Coconut crabs can attack, kill and eat birds. Also a worm that eats fish by pulling them underground into their burrows. Scishow's latest video features some really metal creatures. Nature is Lovecraftian. https://t.co/C9E2L6EIoa
— Thomas Manuel (@notrueindian) July 23, 2018
“Nature is Lovecraftian” … is it? The literature of H.P. Lovecraft in freaky, at odds with the more conventional, less morally degenerate canon of English literary fiction irrespective of the period from which the latter is selected. To say “nature is Lovecraftian” is to extend to zoologia the out-of-place characteristic we associate with Lovecraft’s characters and their plots. This is not fair. Many would think to say “nature is Lovecraftian” is to profoundly underestimate what an animal is capable of because underestimation is the source of Lovecraft’s surprise, and they would miss the point. Nature surprises us not because we usually expect very little from it but because we continually choose to obsess over the “more” normal, whatever that is, and sideline the existence of the “less”. It is not the surprise of underestimation – which fiction has always been better at mustering – but the surprise of ignorance.

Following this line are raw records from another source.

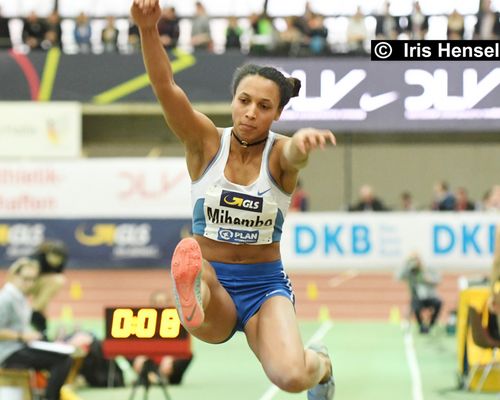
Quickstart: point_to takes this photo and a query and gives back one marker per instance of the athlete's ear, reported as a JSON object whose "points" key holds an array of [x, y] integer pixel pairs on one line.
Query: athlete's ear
{"points": [[278, 114]]}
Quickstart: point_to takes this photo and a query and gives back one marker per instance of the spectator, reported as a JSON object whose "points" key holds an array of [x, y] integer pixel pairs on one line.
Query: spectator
{"points": [[34, 31], [302, 22], [387, 25], [5, 42], [407, 202], [317, 35], [456, 27], [53, 32], [201, 37], [168, 26], [368, 201], [418, 23], [52, 256], [357, 33], [300, 199], [264, 37], [422, 285], [15, 332], [233, 34], [462, 202], [109, 35], [487, 22], [443, 198], [83, 33]]}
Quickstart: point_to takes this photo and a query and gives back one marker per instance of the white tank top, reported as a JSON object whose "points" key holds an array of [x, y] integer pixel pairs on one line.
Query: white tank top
{"points": [[238, 214]]}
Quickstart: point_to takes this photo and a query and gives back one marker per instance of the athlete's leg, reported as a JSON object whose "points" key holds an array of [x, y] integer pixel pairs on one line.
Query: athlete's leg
{"points": [[191, 274], [274, 337]]}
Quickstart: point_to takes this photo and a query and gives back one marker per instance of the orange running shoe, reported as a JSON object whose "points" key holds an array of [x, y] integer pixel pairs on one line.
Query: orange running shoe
{"points": [[186, 276]]}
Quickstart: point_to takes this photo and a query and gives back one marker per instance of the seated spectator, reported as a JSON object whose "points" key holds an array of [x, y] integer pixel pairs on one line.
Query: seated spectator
{"points": [[387, 25], [83, 33], [456, 26], [109, 35], [317, 35], [5, 42], [168, 26], [462, 202], [233, 34], [487, 25], [368, 201], [201, 37], [34, 30], [53, 32], [300, 199], [291, 39], [357, 33], [407, 202], [443, 198], [16, 333], [52, 256], [418, 23], [263, 34], [422, 285]]}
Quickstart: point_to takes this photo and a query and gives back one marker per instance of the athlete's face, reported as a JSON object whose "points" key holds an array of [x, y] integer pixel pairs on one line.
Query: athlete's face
{"points": [[255, 106]]}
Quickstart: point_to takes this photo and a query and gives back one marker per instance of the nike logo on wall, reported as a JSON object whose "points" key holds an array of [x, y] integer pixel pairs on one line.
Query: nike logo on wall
{"points": [[371, 103], [259, 193]]}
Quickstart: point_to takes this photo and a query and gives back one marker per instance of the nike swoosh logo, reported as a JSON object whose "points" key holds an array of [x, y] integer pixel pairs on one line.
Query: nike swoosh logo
{"points": [[192, 314], [369, 103]]}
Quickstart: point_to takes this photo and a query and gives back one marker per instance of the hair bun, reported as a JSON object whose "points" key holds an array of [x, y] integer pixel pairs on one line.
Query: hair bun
{"points": [[296, 85]]}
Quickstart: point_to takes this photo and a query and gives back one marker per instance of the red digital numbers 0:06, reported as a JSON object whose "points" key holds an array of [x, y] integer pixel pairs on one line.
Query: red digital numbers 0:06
{"points": [[144, 325]]}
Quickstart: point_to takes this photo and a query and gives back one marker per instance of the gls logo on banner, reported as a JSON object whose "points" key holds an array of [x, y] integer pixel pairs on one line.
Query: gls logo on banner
{"points": [[22, 234], [114, 234], [237, 236], [241, 201]]}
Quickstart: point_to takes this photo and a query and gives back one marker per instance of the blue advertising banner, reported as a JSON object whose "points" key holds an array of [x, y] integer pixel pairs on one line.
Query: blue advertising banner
{"points": [[96, 243]]}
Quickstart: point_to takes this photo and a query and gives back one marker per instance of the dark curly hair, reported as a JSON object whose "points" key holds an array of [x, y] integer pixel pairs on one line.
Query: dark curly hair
{"points": [[289, 87]]}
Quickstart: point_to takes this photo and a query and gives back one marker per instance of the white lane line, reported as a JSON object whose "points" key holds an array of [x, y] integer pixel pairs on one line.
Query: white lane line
{"points": [[316, 337], [411, 358], [343, 277]]}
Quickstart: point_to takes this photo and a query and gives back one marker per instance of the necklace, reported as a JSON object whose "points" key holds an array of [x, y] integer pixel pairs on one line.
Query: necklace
{"points": [[244, 143]]}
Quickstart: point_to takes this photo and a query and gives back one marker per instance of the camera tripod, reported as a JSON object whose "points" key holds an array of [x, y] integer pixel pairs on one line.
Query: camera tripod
{"points": [[143, 380]]}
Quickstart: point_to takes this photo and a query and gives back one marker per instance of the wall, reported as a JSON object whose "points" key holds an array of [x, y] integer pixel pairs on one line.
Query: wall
{"points": [[391, 163]]}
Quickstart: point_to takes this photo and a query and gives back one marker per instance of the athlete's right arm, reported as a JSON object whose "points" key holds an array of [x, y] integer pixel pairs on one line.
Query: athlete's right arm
{"points": [[495, 273], [197, 132]]}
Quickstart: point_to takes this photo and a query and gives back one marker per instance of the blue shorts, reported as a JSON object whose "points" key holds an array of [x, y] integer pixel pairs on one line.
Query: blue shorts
{"points": [[250, 285]]}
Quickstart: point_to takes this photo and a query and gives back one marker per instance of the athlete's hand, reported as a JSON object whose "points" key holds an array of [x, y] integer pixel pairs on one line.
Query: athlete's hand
{"points": [[146, 13], [308, 139]]}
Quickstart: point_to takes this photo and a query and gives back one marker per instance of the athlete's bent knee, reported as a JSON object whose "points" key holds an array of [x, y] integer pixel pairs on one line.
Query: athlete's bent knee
{"points": [[292, 381]]}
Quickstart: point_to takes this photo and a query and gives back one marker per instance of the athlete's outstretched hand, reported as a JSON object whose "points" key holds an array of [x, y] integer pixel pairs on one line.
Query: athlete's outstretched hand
{"points": [[307, 139], [146, 13]]}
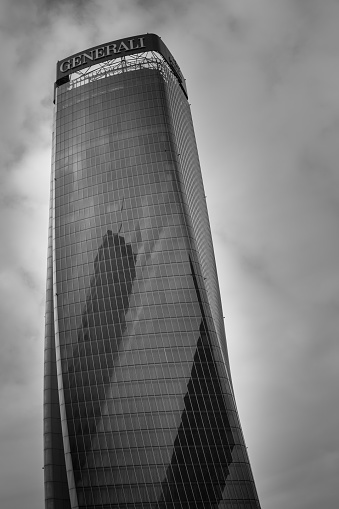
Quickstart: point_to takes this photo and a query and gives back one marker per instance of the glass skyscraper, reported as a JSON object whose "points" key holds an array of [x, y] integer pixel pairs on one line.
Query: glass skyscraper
{"points": [[139, 404]]}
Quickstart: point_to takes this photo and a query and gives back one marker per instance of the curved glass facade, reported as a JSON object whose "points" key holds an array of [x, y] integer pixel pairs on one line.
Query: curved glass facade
{"points": [[139, 406]]}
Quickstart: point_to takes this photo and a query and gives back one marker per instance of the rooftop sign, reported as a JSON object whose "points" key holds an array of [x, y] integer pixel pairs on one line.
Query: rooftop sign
{"points": [[116, 49]]}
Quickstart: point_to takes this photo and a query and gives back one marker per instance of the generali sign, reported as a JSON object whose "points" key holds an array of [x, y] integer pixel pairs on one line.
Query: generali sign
{"points": [[116, 49]]}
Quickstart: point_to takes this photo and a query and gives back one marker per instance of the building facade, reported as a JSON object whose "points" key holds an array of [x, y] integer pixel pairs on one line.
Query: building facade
{"points": [[139, 405]]}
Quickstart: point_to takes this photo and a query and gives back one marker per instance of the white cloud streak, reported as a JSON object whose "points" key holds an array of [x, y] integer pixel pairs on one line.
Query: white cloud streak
{"points": [[263, 82]]}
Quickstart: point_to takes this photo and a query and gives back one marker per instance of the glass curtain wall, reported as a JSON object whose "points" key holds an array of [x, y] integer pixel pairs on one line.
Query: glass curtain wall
{"points": [[139, 406]]}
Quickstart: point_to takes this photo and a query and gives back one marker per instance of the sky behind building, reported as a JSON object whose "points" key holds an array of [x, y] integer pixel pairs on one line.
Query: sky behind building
{"points": [[262, 78]]}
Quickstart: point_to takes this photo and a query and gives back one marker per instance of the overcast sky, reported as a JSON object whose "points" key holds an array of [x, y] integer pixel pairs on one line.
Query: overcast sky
{"points": [[263, 81]]}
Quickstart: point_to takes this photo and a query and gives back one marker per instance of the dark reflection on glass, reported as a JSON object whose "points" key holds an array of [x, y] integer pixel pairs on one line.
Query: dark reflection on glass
{"points": [[101, 332], [204, 443]]}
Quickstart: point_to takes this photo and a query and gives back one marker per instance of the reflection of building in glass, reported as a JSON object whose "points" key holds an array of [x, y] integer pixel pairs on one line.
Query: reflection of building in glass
{"points": [[139, 406]]}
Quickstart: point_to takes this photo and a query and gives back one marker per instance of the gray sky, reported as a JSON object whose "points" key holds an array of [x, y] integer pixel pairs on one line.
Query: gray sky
{"points": [[263, 81]]}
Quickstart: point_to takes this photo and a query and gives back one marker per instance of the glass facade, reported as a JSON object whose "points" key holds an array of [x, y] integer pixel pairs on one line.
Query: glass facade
{"points": [[139, 405]]}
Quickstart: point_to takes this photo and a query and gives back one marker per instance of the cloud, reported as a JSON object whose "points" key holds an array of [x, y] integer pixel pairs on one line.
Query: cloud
{"points": [[263, 81]]}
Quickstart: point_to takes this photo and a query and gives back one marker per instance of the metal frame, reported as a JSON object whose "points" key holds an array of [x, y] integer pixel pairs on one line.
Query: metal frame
{"points": [[128, 63]]}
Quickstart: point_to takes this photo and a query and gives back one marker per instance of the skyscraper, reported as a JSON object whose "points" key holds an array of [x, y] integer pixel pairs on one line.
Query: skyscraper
{"points": [[139, 404]]}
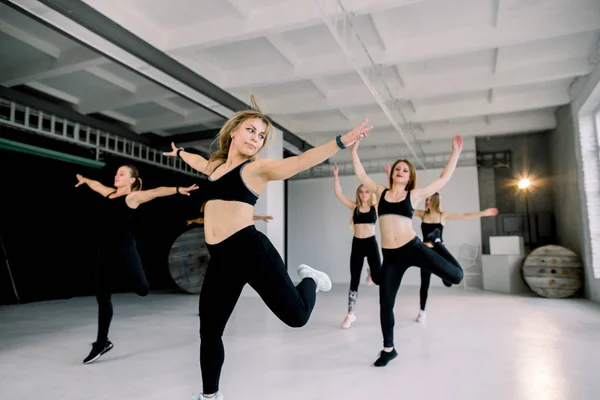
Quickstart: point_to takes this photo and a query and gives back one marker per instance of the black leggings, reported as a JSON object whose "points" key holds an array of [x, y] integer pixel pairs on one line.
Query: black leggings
{"points": [[117, 258], [362, 248], [426, 275], [247, 256], [395, 264]]}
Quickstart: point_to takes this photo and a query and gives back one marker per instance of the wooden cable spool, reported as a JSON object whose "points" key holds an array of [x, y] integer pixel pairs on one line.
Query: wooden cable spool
{"points": [[553, 271], [188, 260]]}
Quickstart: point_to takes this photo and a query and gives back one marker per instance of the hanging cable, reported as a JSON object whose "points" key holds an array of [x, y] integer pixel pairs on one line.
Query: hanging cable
{"points": [[349, 28]]}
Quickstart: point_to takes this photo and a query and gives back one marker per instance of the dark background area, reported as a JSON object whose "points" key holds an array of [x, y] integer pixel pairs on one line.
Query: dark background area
{"points": [[48, 225]]}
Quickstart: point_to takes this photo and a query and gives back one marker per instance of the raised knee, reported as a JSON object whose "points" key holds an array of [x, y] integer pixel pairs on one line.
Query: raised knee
{"points": [[298, 322]]}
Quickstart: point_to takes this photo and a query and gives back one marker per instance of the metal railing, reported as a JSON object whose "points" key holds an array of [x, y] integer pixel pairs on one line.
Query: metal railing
{"points": [[32, 120]]}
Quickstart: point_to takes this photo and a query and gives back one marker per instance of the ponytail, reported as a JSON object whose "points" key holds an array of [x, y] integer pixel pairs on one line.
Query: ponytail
{"points": [[137, 184]]}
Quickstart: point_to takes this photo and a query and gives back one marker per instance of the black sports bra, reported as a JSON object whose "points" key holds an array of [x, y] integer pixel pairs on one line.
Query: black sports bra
{"points": [[230, 187], [428, 227], [114, 216], [403, 208], [364, 218]]}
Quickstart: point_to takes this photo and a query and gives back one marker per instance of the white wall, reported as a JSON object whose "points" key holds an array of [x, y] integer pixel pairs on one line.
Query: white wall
{"points": [[571, 141], [318, 224]]}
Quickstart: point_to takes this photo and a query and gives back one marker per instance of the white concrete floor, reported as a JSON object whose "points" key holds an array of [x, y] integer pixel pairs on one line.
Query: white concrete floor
{"points": [[475, 345]]}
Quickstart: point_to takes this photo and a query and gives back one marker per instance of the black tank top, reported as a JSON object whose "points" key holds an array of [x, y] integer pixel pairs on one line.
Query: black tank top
{"points": [[364, 218], [403, 208], [427, 227], [230, 187], [114, 217]]}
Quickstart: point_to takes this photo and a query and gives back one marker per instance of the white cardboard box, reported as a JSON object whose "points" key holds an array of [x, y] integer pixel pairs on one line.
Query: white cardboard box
{"points": [[502, 273], [501, 245]]}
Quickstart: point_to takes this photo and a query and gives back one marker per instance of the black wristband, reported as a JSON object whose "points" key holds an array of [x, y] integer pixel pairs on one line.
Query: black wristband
{"points": [[338, 140]]}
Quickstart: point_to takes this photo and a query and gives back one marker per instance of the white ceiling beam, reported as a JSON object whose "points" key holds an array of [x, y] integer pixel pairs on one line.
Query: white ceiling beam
{"points": [[59, 94], [276, 17], [432, 46], [169, 105], [495, 13], [29, 39], [379, 140], [171, 121], [144, 94], [294, 59], [241, 7], [112, 79], [129, 18], [518, 102], [119, 117], [48, 67], [203, 65], [437, 85]]}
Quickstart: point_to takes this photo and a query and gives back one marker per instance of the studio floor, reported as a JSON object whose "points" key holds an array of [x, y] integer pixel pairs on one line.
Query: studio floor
{"points": [[475, 345]]}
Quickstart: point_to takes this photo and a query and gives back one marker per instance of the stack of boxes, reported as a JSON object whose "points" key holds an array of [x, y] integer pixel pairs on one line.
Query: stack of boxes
{"points": [[501, 269]]}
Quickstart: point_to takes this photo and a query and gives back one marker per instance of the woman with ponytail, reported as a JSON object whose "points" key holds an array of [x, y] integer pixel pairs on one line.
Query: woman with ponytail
{"points": [[117, 253], [364, 242], [239, 253]]}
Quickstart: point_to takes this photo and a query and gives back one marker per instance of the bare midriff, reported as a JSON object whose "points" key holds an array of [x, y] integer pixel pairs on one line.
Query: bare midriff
{"points": [[396, 231], [363, 231], [224, 218]]}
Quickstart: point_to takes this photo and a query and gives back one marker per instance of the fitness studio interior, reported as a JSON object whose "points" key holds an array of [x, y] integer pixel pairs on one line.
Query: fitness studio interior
{"points": [[194, 207]]}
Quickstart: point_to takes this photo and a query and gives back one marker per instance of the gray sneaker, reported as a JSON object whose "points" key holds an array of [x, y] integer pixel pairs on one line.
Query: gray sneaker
{"points": [[216, 396], [321, 278]]}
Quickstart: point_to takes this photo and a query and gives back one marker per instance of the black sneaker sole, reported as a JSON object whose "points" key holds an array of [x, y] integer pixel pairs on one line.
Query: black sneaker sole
{"points": [[106, 350], [387, 362]]}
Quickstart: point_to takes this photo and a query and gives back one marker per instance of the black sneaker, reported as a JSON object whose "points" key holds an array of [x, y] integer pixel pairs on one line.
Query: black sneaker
{"points": [[98, 349], [433, 235], [385, 357]]}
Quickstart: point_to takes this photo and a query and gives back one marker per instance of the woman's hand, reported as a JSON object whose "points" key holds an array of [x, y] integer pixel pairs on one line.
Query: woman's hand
{"points": [[80, 180], [186, 191], [387, 168], [490, 212], [356, 134], [457, 144], [173, 152]]}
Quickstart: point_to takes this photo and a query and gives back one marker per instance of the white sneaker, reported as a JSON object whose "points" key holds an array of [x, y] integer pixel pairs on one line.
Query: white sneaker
{"points": [[350, 318], [321, 278], [217, 396]]}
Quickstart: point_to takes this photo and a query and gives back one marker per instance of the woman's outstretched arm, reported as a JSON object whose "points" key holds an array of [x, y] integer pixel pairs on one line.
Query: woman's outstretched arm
{"points": [[275, 170], [435, 186], [135, 199], [195, 161], [490, 212], [362, 176], [337, 189]]}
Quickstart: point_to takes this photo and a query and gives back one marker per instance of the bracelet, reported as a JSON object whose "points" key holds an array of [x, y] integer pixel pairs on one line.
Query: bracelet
{"points": [[338, 140]]}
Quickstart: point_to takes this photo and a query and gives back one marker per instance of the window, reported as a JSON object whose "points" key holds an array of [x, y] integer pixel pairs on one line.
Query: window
{"points": [[589, 140]]}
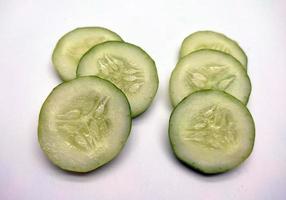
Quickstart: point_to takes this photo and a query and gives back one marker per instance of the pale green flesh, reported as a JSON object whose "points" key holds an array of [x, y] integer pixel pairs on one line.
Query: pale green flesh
{"points": [[212, 40], [73, 45], [211, 131], [128, 67], [84, 123], [209, 69]]}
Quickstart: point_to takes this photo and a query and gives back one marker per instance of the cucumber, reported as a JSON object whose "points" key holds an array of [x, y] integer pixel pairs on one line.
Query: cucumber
{"points": [[84, 123], [209, 69], [73, 45], [213, 40], [127, 66], [211, 131]]}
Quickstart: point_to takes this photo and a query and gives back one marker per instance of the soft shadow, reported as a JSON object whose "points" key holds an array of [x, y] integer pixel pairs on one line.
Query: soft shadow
{"points": [[192, 171], [53, 72], [78, 176]]}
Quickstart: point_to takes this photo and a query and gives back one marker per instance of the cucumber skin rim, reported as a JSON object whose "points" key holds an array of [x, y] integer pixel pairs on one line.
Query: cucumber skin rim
{"points": [[58, 44], [145, 54], [40, 121], [221, 34], [246, 75], [193, 164]]}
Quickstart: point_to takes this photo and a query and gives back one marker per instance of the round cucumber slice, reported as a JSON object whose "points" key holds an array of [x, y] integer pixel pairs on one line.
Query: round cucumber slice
{"points": [[84, 123], [209, 69], [73, 45], [211, 131], [127, 66], [213, 40]]}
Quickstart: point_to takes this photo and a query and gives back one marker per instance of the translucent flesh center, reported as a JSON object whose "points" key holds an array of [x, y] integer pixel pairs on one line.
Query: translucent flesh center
{"points": [[84, 125], [211, 76], [213, 128], [125, 75]]}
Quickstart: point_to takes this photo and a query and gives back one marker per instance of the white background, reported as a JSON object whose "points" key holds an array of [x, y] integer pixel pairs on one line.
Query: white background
{"points": [[146, 168]]}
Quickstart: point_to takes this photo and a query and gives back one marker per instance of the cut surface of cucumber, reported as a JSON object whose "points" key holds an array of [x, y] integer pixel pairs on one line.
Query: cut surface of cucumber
{"points": [[209, 69], [73, 45], [127, 66], [213, 40], [211, 131], [84, 123]]}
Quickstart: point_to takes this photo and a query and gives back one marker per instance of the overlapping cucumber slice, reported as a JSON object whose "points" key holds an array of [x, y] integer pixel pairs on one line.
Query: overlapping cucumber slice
{"points": [[211, 131], [73, 45], [84, 123], [127, 66]]}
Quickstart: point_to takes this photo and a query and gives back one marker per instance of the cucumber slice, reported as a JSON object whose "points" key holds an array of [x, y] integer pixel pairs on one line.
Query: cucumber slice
{"points": [[211, 131], [213, 40], [127, 66], [84, 123], [209, 69], [73, 45]]}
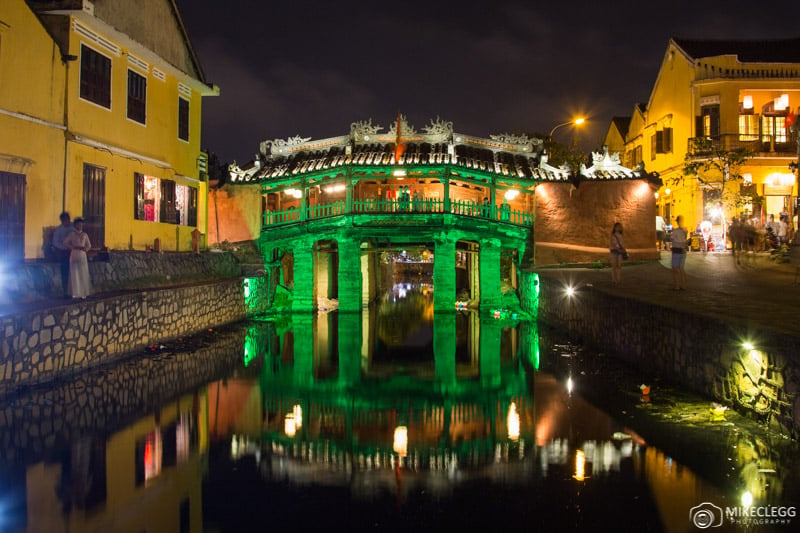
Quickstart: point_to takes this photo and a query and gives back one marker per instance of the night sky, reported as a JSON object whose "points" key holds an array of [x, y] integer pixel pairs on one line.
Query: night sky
{"points": [[292, 67]]}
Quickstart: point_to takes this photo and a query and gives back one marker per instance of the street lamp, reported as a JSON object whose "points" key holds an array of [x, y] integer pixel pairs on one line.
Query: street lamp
{"points": [[577, 122]]}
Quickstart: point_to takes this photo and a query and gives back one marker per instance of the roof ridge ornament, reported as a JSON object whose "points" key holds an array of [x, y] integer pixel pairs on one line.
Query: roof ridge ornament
{"points": [[510, 138], [362, 130], [280, 146], [440, 130], [405, 127], [605, 161]]}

Of course, given two sets N and A (for normal and abnormal behaviour), N will always be larger than A by definition. That is also how we would approach surprise: to find a member of A in N. One could argue that nature is indeed Lovecraftian because it also abides by the rule that N > A. However, I would disagree in that we have no means to prove this because, beyond statistical considerations and even subjectivity, nature is herself the architect of the human sense of beauty. We can only find in nature that which we are already looking for; our composition of the sets N and A will be guided by nature’s hand. Instead, it might be more fruitful to escape the biases of the human condition – perhaps by taking recourse through the scientific method – and arrive at the inevitable conclusion that animals do what they have to do to get their meal, and that we frequently only encounter and remember those that go about their lives in routines that we approve of.
It is no mistake whatsoever to attempt to literalise nature in terms of anthropocentric qualities, but it might be one to liken our relationship with nature to the human psyche’s definitive relationship with Lovecraft’s stories. Perhaps… is nature Doylean?